The sawblades are realy fun to use
At school we’ve sawn down trees that were 25 cm in diameter
We even did a face cut
Looking back this was realy dangerous but fun as hell

Boarpan says:

I use it alot. If u get learn how to sharpen the blade it will cut throu anything its confronted with.

Rodney MacDonald says:

Great videos. Have you already done (or would you consider doing) videos on how you choose which trees are worth thinning, and which are worth keeping? I saw one of your videos on this topic where you discussed promoting your softwood, but I am wondering about how you think your hardwood (I think you have mostly birch)?

Per Thyrén says:

Glad to see you back 🙂

KILLKING110 says:

how goes the situation with the mining company have they backed down yet?

Moraren says:

Har kört en hel del med röjsåg, men har aldrig sett en med värmda handtag. Väldigt smart!

Moose Knuckle says:

I was begining to think of the worst. Good to see you buddy lol.

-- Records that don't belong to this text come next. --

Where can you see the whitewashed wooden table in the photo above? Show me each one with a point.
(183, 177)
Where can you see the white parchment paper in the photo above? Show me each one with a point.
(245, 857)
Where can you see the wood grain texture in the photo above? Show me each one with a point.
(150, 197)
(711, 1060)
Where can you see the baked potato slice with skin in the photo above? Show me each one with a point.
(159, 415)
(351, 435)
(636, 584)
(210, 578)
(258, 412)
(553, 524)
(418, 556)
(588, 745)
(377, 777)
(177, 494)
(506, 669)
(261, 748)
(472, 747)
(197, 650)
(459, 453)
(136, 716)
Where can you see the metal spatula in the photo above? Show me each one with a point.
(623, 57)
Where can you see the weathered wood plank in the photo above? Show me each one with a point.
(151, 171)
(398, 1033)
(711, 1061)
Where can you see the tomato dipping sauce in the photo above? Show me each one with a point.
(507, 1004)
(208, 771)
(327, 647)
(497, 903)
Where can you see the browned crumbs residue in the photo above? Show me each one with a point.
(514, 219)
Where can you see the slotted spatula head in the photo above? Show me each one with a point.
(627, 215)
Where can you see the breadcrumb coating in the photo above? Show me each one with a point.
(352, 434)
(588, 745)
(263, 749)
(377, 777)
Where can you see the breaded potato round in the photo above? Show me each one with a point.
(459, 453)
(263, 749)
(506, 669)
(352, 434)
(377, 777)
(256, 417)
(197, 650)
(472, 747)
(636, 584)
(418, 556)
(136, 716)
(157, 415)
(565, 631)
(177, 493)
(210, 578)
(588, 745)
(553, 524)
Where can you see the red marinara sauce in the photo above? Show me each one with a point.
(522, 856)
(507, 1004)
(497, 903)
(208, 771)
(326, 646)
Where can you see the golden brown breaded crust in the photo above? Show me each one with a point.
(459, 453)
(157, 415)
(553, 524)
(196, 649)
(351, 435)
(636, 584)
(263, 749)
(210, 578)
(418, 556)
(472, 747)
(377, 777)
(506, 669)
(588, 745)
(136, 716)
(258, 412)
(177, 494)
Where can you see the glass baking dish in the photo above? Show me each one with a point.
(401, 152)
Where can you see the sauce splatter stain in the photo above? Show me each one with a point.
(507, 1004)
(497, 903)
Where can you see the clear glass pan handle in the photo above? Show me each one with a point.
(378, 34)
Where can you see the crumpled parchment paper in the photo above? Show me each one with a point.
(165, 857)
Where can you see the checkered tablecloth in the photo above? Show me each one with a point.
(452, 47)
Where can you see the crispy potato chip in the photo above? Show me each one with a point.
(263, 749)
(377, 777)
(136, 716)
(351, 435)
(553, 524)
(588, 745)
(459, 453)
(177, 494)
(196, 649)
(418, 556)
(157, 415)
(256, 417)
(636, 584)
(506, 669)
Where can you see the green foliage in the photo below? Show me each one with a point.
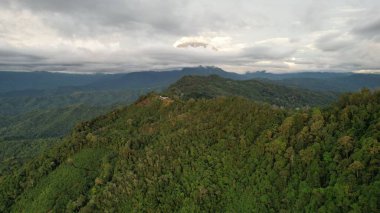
(65, 187)
(215, 86)
(224, 154)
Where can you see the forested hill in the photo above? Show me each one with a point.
(224, 154)
(215, 86)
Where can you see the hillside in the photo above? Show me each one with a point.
(215, 86)
(224, 154)
(157, 80)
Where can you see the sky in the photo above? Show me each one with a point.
(87, 36)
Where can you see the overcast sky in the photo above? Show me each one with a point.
(236, 35)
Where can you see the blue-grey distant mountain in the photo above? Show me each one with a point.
(155, 80)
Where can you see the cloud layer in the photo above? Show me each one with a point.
(249, 35)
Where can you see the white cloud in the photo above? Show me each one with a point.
(118, 35)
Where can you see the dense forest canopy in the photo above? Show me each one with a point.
(220, 154)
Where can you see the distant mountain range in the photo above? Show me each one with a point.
(321, 81)
(264, 91)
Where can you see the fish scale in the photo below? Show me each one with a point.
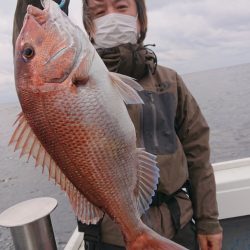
(74, 122)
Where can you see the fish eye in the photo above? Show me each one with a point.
(28, 53)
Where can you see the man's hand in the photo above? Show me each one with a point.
(210, 242)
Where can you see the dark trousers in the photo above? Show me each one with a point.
(185, 237)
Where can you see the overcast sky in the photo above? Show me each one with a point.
(190, 35)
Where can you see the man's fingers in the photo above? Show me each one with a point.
(210, 242)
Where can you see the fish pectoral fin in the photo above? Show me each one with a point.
(128, 93)
(148, 175)
(24, 138)
(129, 81)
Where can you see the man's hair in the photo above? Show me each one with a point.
(142, 17)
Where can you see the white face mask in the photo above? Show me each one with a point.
(115, 29)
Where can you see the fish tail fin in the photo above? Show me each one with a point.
(150, 240)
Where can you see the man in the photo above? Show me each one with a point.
(169, 124)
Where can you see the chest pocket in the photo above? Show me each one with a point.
(157, 122)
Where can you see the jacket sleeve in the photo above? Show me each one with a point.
(193, 133)
(20, 12)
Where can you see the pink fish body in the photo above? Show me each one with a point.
(75, 124)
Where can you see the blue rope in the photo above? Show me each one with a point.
(61, 5)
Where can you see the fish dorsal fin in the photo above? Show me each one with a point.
(123, 85)
(23, 138)
(148, 175)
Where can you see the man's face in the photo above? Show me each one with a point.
(100, 8)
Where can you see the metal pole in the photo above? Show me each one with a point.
(30, 224)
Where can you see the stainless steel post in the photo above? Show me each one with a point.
(30, 224)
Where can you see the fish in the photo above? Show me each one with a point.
(74, 123)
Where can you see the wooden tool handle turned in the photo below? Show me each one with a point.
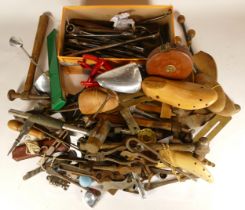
(36, 51)
(17, 126)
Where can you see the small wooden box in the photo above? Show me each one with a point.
(106, 12)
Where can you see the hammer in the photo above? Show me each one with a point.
(36, 51)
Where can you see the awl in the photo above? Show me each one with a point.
(48, 121)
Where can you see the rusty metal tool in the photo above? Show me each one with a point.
(152, 36)
(98, 136)
(18, 126)
(155, 185)
(128, 117)
(48, 121)
(135, 110)
(40, 35)
(139, 184)
(17, 42)
(188, 35)
(25, 129)
(212, 128)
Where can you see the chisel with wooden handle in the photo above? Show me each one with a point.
(17, 126)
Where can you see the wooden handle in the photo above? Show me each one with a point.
(17, 126)
(36, 51)
(206, 80)
(205, 63)
(184, 95)
(230, 108)
(175, 63)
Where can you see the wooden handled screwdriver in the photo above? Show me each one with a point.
(37, 47)
(18, 126)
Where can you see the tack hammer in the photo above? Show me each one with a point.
(40, 35)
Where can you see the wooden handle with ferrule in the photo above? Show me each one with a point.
(36, 51)
(17, 126)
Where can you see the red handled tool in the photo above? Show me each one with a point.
(101, 65)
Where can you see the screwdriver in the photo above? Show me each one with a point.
(48, 121)
(25, 129)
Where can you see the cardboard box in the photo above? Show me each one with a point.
(106, 12)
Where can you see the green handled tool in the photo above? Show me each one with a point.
(57, 98)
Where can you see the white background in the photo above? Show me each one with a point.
(220, 27)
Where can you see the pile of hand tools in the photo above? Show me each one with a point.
(133, 126)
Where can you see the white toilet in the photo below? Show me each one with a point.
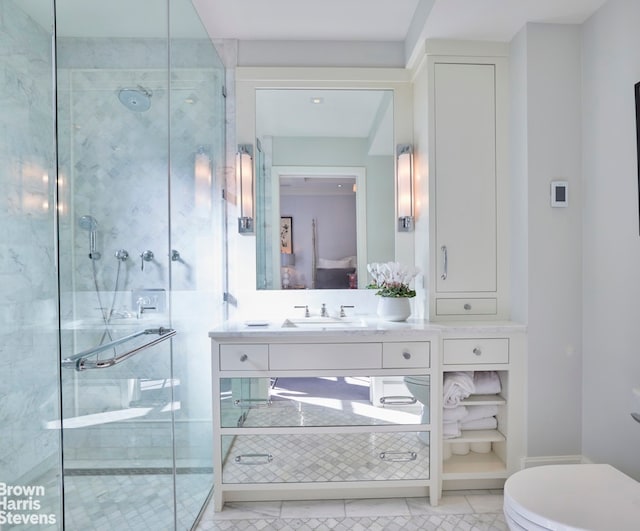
(420, 388)
(572, 497)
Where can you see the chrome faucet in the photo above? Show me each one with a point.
(143, 304)
(342, 307)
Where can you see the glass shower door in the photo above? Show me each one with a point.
(141, 147)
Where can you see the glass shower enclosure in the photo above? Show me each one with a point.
(122, 133)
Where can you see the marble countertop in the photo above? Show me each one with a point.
(360, 327)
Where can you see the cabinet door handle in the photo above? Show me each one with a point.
(398, 456)
(397, 400)
(445, 262)
(252, 402)
(253, 459)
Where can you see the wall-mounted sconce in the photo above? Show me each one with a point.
(287, 260)
(404, 187)
(244, 175)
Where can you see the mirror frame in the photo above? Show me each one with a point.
(250, 79)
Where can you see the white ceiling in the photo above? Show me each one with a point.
(342, 20)
(383, 20)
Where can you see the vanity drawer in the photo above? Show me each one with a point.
(475, 351)
(466, 306)
(322, 457)
(302, 356)
(412, 354)
(244, 357)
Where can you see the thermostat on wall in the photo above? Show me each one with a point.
(559, 193)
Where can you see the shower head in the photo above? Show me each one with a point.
(90, 224)
(135, 99)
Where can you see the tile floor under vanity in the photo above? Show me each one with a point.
(459, 510)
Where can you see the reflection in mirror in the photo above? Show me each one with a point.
(325, 169)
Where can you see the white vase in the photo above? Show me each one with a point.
(394, 308)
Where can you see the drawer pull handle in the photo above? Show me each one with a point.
(253, 459)
(398, 456)
(252, 402)
(397, 400)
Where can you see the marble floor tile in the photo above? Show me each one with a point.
(246, 510)
(312, 508)
(447, 505)
(486, 503)
(379, 507)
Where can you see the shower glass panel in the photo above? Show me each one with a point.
(140, 151)
(29, 390)
(197, 164)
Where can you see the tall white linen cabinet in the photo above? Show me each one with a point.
(468, 185)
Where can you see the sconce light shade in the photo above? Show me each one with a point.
(287, 259)
(404, 187)
(244, 175)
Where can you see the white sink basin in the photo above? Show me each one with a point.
(323, 322)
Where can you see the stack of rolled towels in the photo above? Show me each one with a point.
(458, 417)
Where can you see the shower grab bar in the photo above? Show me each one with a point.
(80, 362)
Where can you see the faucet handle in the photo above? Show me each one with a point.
(342, 307)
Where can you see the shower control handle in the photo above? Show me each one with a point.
(146, 256)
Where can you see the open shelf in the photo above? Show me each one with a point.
(484, 400)
(470, 436)
(474, 465)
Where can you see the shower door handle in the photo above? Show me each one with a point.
(445, 262)
(80, 362)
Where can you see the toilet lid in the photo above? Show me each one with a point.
(574, 497)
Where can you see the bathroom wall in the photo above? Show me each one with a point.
(611, 240)
(545, 67)
(30, 440)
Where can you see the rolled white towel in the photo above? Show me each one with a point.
(456, 387)
(490, 423)
(486, 383)
(451, 430)
(479, 412)
(454, 413)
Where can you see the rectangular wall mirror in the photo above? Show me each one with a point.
(325, 165)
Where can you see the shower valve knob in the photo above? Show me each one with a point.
(146, 256)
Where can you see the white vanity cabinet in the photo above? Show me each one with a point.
(468, 183)
(294, 418)
(486, 457)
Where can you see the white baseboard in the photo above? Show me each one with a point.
(528, 462)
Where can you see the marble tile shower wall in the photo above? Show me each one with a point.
(116, 166)
(28, 290)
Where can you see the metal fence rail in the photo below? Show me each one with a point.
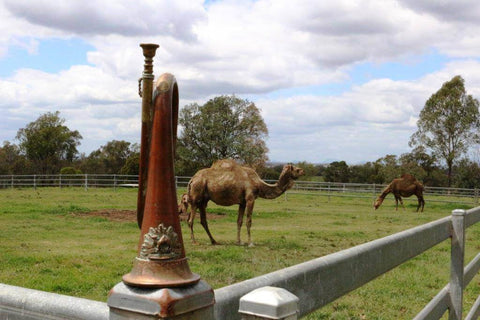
(316, 282)
(326, 189)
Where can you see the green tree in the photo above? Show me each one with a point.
(467, 174)
(11, 161)
(448, 123)
(224, 127)
(48, 143)
(365, 173)
(109, 158)
(337, 171)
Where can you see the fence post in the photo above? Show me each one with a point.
(456, 263)
(269, 303)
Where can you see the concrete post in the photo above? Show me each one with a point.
(269, 303)
(457, 262)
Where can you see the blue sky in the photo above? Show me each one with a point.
(52, 56)
(343, 80)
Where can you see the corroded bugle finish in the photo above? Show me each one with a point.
(161, 260)
(149, 50)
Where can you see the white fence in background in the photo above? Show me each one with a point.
(327, 189)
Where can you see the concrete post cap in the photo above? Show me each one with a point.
(269, 302)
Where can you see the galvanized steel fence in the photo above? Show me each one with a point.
(316, 283)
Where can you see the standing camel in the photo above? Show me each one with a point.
(405, 186)
(227, 183)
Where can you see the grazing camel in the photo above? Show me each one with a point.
(227, 183)
(405, 186)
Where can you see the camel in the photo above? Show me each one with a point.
(405, 186)
(183, 205)
(227, 183)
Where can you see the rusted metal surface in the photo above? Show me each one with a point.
(161, 260)
(149, 50)
(192, 302)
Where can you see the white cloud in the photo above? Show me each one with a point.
(247, 48)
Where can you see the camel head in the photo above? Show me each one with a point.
(292, 172)
(183, 205)
(377, 203)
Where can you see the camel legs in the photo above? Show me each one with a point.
(241, 212)
(203, 221)
(398, 198)
(191, 217)
(249, 220)
(421, 203)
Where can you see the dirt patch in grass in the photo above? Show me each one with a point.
(131, 215)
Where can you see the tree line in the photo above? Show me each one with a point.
(230, 127)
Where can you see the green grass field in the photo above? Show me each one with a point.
(50, 242)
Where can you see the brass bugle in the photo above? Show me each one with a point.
(145, 91)
(161, 260)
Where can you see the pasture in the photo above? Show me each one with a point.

The Farmacy Seeds Network says:

I’ve used all of these… great assessment!

Robert Wood says:

How low do you cut your saplings in the field? … because if you leave the stump too high they can be dangerous (i.e. trip and fall on them)… but if you try to cut them too low, you have your blade in the dirt… any thoughts on this? Thanks.

Maciej Gronowski says:

Could you use it for coppicing willow or hazel?

The Hairy Farmer says:

I have a Husky 245R that I use to cut down a LOT of trees/bush up to 100-110mm – I use a tungsten tip circular saw blade, (yeah, I know), works beautifully…

Martijn Heeroma says:

I use the Still a lot, great machine, nice to see you back.

Silver Russell says:

I really like that blade cover. Where can I find one?

Terrie Friday says:

Thanks for sharing. We will be clearing out brush this was usefull.

Reed Hedges says:

Looking forward to your tips for using these. They are uncommon in the US, they are considered pretty “unsafe” by a lot of people I think? I have a cutting blade for a stihl kombi trimmer head but I don’t have the wide handle bars, do you think they are necessary for good control when using the brush cutter saw?

duane brown says:

Great video! Just remember folks, you cannot use a blade on a curved shaft trimmer because they have a flexible drive shaft and will twist apart but a strait shaft trimmer has a solid drive shaft that will not twist off and break……

Emil Muhrman says:

Du måste ha sågskyddsskor. Det blev lag på det i december 2012. Bra video annars.

HDB says:

Great for wild weed. But the cheap electric ones only last 2-4 years.

TheodorEriksson says:

In Sweden and neighbouring countries it has its well-deserved place, but in some other places it seems to be kind of unknown. Brush saws are very useful.

Rachell Moore says:

Thank you so much for your informative video.

Teagan Ryan says:

when I clear brush with the closest thing I’ve got to one of those, I find that it is best to wear my thick, double-knee jeans and a thick coat, as well as the head protection. it’s not to protect from the cutter itself, as with a chainsaw, but to protect from what it throws. a 3 inch x 0.75 inch chunk of BlackBerry at high speed doesn’t exactly feel pleasant.

Rad aMondo says:

Awww man…was hoping for some brush clearing action!